2. Das Gehirn kann Unglaubliches leisten, und das sehr lange – viel länger als die meisten Gelenke in unserem Körper, die früher Verschleißerscheinungen zeigen als unser Gehirn. Man muss nur wissen und verstehen, was die 100 Milliarden Neuronen und die vielen Hilfszellen des alternden Gehirns brauchen, um weiterhin gut zu funktionieren, und was Sie selbst dazu beitragen können, und zwar unabhängig davon, ob Sie 50, 60 oder 75 Jahre alt sind. Wenn Sie die Gründe dafür kennen, warum Sie immer häufiger im Gedächtnis nach dem Namen Ihres Gegenübers kramen, schwindet die Angst davor. Und Sie werden sehen, wenn Ihr Gehirn weiterhin flexibel, intelligent und fit die Anforderungen des Alltags bewältigt, macht Sie das weitaus glücklicher als ein straffer Bauch.
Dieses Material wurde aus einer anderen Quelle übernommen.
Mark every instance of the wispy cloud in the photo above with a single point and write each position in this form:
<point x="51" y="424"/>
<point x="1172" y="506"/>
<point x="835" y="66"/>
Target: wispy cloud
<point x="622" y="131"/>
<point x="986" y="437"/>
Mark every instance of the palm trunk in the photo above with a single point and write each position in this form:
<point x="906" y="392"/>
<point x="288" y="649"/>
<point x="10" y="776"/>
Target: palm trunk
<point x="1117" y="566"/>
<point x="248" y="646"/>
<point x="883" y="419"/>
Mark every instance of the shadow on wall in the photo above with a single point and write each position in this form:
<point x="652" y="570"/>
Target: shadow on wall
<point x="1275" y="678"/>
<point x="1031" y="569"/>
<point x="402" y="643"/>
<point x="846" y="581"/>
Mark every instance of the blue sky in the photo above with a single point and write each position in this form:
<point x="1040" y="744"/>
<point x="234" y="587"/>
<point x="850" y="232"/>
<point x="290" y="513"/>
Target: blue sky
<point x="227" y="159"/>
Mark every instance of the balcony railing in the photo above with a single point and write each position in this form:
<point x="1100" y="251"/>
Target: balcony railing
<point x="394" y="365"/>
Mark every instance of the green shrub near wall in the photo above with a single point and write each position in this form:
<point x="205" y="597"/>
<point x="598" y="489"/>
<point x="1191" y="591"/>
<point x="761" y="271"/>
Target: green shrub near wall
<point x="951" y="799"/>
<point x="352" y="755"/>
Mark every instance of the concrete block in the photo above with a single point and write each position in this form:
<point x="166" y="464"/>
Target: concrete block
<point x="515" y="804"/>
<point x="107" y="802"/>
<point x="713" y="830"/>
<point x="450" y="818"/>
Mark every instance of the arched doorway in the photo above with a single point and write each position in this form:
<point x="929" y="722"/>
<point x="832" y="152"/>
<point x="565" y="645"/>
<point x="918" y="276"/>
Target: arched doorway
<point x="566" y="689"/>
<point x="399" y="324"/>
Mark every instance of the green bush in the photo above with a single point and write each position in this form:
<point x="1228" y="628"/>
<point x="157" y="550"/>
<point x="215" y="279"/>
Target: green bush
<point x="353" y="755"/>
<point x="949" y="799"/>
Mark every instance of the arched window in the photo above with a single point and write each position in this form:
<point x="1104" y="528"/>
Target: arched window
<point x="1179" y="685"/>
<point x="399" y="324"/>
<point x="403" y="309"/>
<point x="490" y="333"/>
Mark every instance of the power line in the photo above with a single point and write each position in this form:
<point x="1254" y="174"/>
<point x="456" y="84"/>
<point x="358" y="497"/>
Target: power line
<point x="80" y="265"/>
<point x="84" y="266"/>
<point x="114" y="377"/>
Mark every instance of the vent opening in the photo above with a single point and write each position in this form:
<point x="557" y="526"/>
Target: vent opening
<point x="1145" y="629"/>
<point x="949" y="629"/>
Vergeuden Sie keinen Tag, und freuen Sie sich mit jedem Lebensjahr mehr über dieses weise und durch viel Lebenserfahrung gestählte Universum in Ihrem Kopf.
3. Sich geistig fit zu halten ist deshalb noch kein sprudelnder Jungbrunnen für den ganzen Menschen, doch profitieren zwei zentrale Organe unseres Körpers davon: Denn was dem Gehirn nützt, kommt auch dem Herzen zugute und umgekehrt. Das Herz versorgt alle anderen Organe des Körpers mit Blut, vor allem aber das Gehirn, das trotz seines marginalen Gewichts 20 % des Blutsauerstoffs verbraucht.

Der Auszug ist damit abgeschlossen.